J.W. Clark

J.W. Clark is a fourth-year Transfer from Fairfax, Virginia, majoring in musicology and minoring in philosophy. J.W.’s current research examines instances of musical practice and discourse that implicate other animals, particularly focusing on the ways in which linguistic habits and representational strategies may serve to reproduce hegemonic frameworks of human exceptionalism. They are the Editor-in-Chief of MUSE, UCLA’s undergraduate research journal for music scholarship, and a member of the Alpert School of Music’s inaugural Undergraduate Student Advisory Board.

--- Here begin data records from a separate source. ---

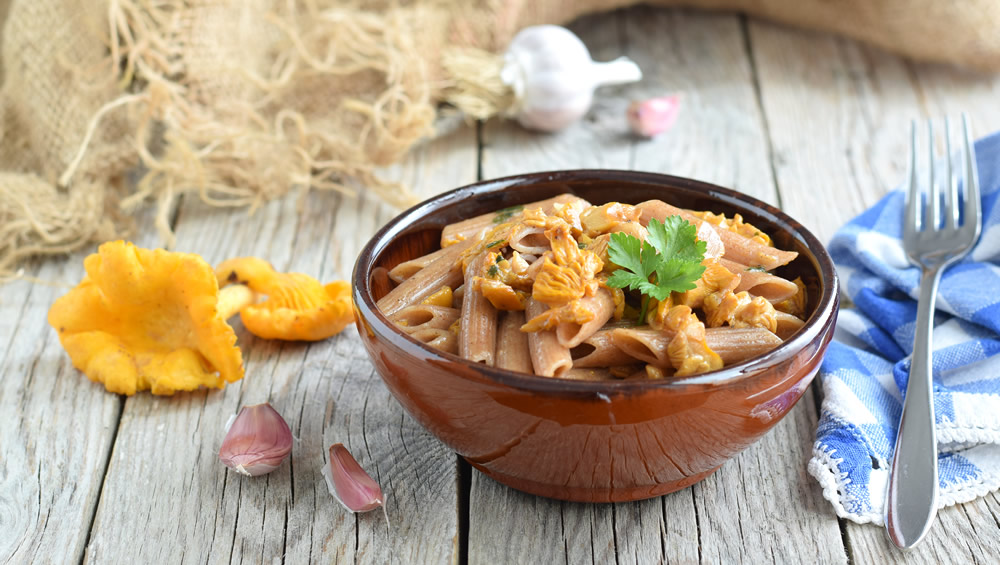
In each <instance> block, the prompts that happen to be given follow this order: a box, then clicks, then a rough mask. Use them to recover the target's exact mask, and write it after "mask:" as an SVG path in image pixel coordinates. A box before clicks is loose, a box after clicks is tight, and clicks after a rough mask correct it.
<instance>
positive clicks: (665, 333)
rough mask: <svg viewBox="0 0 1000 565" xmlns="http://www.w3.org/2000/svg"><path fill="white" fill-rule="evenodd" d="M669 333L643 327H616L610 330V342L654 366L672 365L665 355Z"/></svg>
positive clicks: (629, 355)
mask: <svg viewBox="0 0 1000 565" xmlns="http://www.w3.org/2000/svg"><path fill="white" fill-rule="evenodd" d="M672 338H673V336H672V335H671V334H668V333H665V332H661V331H659V330H654V329H651V328H649V327H648V326H647V327H645V328H617V329H615V330H612V331H611V343H613V344H614V345H615V347H617V348H618V349H620V350H621V351H622V352H623V353H625V354H626V355H628V356H629V357H631V358H633V359H638V360H639V361H642V362H643V363H649V364H650V365H653V366H655V367H672V365H671V364H670V357H669V356H668V355H667V346H668V345H669V344H670V340H671V339H672Z"/></svg>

Their senior capstone project looks to problematize musical characterizations of other animals to ask if these portrayals of other species might operate in ways inimical to their wellbeing, in addition to investigating the semiotic processes by which we “voice ‘the animal’” in Western musical contexts. Developing a species-specific approach to representational analysis, they examine how foxes, specifically those commonly referred to as “red foxes” (Vulpes vulpes), have been musically realized over the past century. Moreover, reading contemporary human practices of blood sport (foxhunting) and genocide (fur farming), they track how the sonic mode, particularly the “voice,” is mobilized to demarcate, police, and legitimize boundaries of non/personhood across species lines.

After completing their studies at UCLA, J.W. intends to pursue a PhD in musicology.